Anesthesia often seeks to control muscle movement to facilitate surgery, whether through temporarily paralyzing muscles or returning normal function. Monitoring muscle activity is useful in the perioperative setting, primarily during recovery from a neuromuscular blockade after anesthesia. On the flip side, some patients may pose challenges due to having muscle twitching under anesthesia.

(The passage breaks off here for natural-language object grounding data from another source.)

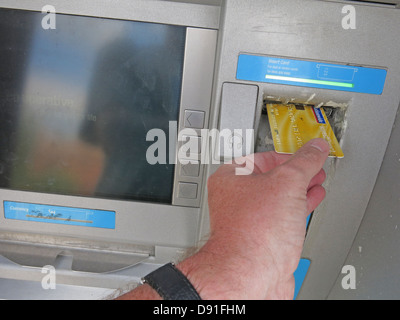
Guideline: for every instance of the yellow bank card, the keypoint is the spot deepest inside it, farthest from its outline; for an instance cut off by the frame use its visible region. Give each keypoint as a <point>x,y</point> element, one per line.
<point>293,126</point>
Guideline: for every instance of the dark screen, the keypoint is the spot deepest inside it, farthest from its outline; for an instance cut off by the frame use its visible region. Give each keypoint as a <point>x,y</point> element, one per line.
<point>76,103</point>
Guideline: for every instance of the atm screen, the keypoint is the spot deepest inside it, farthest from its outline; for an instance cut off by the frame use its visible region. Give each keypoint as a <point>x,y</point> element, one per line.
<point>77,101</point>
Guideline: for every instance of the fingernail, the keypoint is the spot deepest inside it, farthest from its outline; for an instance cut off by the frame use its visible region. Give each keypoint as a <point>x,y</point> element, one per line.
<point>321,145</point>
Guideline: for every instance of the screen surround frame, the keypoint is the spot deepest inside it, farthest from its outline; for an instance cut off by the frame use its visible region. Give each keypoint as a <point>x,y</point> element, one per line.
<point>139,223</point>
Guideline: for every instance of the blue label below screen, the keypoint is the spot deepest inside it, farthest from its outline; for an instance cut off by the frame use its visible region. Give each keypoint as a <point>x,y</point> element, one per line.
<point>311,74</point>
<point>59,215</point>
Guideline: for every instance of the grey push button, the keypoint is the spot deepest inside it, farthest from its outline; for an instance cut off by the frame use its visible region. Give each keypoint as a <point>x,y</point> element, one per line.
<point>191,169</point>
<point>238,112</point>
<point>194,119</point>
<point>187,190</point>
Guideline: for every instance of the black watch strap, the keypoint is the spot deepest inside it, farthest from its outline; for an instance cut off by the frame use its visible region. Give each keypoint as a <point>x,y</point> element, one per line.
<point>171,284</point>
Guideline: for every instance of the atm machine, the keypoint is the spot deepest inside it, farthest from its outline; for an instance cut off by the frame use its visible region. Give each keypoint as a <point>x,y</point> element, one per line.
<point>84,214</point>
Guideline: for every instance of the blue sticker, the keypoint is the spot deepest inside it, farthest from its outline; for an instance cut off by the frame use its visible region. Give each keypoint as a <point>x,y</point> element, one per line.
<point>300,275</point>
<point>319,116</point>
<point>59,215</point>
<point>311,74</point>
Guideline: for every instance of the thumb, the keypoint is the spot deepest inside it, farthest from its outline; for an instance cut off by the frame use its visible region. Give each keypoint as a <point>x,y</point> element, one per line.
<point>309,160</point>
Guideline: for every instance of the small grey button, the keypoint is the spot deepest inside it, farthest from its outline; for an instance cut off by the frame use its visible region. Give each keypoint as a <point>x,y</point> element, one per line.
<point>194,119</point>
<point>187,190</point>
<point>191,169</point>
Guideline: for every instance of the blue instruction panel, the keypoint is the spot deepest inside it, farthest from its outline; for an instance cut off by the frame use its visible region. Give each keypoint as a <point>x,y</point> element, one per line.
<point>59,215</point>
<point>311,74</point>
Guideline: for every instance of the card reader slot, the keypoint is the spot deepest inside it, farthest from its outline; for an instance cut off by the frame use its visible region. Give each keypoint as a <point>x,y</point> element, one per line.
<point>336,116</point>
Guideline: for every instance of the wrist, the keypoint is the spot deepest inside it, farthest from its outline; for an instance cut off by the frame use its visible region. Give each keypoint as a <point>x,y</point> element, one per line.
<point>221,272</point>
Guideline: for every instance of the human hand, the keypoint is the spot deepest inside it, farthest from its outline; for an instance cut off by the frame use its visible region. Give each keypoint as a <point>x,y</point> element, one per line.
<point>258,225</point>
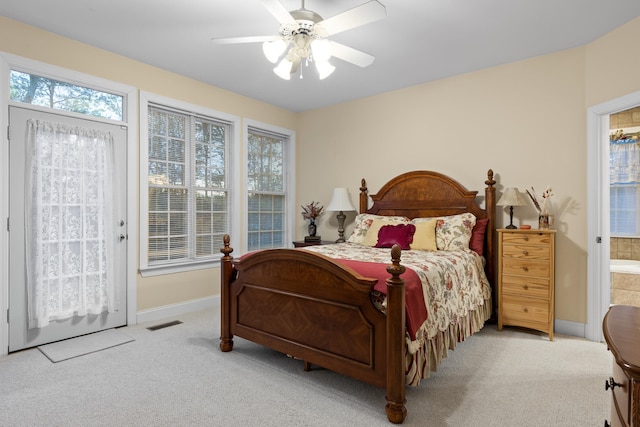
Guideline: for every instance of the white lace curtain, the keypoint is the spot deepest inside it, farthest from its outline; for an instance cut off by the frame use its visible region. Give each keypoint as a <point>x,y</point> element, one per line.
<point>70,224</point>
<point>624,162</point>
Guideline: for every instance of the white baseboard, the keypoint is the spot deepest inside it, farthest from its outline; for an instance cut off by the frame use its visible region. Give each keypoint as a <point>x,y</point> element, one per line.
<point>567,327</point>
<point>159,313</point>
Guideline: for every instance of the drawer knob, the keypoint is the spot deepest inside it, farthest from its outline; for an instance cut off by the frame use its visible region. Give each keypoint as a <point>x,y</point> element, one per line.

To assess and monitor recovery from neuromuscular blockade, patterns of twitch stimulation were established in the 1970s that are still used today. The most widely used pattern is train-of-four (TOF), in which four stimuli of equal strength are delivered in succession. Measuring the resultant muscle twitching provides information on muscle function under or after anesthesia. When a non-depolarizing neuromuscular blockade is administered, there is a decrease in muscle strength and contraction is lost, beginning with T4, followed by T3, then T2, and finally T1. During recovery, the reverse is true: the first twitch appears, followed by the second, the third, and finally the fourth twitch. The TOF ratio is defined as the ratio between T4 (fourth twitch of the TOF series) and T1 (first twitch). This helps clinicians monitor recovery from the neuromuscular blockade. Before tracheal extubation, a ratio of 0.9 should be achieved. In the case of depolarizing neuromuscular block, the standard TOF pattern is less useful.1
Because no fade occurs during the administration of a depolarizing neuromuscular blockade, such as seen during succinylcholine–induced paralysis, a modified TOF ratio – T4/Tref – has been recommended because it does not require a fade like its standard counterpart. Instead, it uses Tref, a reading which is taken before the administration of the neuromuscular blockade. In a study by Schmartz et al., they compared monitoring the neuromuscular blockade with single twitch stimulation to monitoring with this modified TOF ratio. Although both techniques delivered accurate results, clinicians demonstrate poor adherence to single-twitch stimulation monitoring, which checks for a single twitch at 1 Hz. Schwartz et al. conclude that clinicians are unfamiliar with the technique and so recommend the modified TOF approach.2
When considering patient safety during anesthesia and surgery, unexpected muscle twitching is a significant concern. A case study by Khan et al. reported that unexpected diaphragmatic twitching was caused by overstimulation of the right phrenic nerve because the nerve runs near the lateral wall of the right atrium. This occurred because the patient used a pacemaker and following the initiation of atrial pacing, there was a marked decrease in intrinsic atrial rate. Patients with atypical positions of pacemakers should be evaluated carefully for the possibility of muscle twitching under anesthesia, before surgery begins.3
Another high-risk patient for unexpected muscle twitching under anesthesia is someone diagnosed with Isaacs’ syndrome. This is a rare disorder of peripheral nerve hyperexcitability which has symptoms such as muscle twitching, cramps, and increased sweating. The syndrome is sometimes seen in association with autoimmune diseases. The case study by Kim et al. discussed techniques for managing muscle twitching in a 74-year-old female diagnosed with Isaacs’ syndrome, who underwent surgery for rotator cuff repair. Vigilant neuromuscular monitoring is recommended during the administration of prolonged anesthesia for these patients.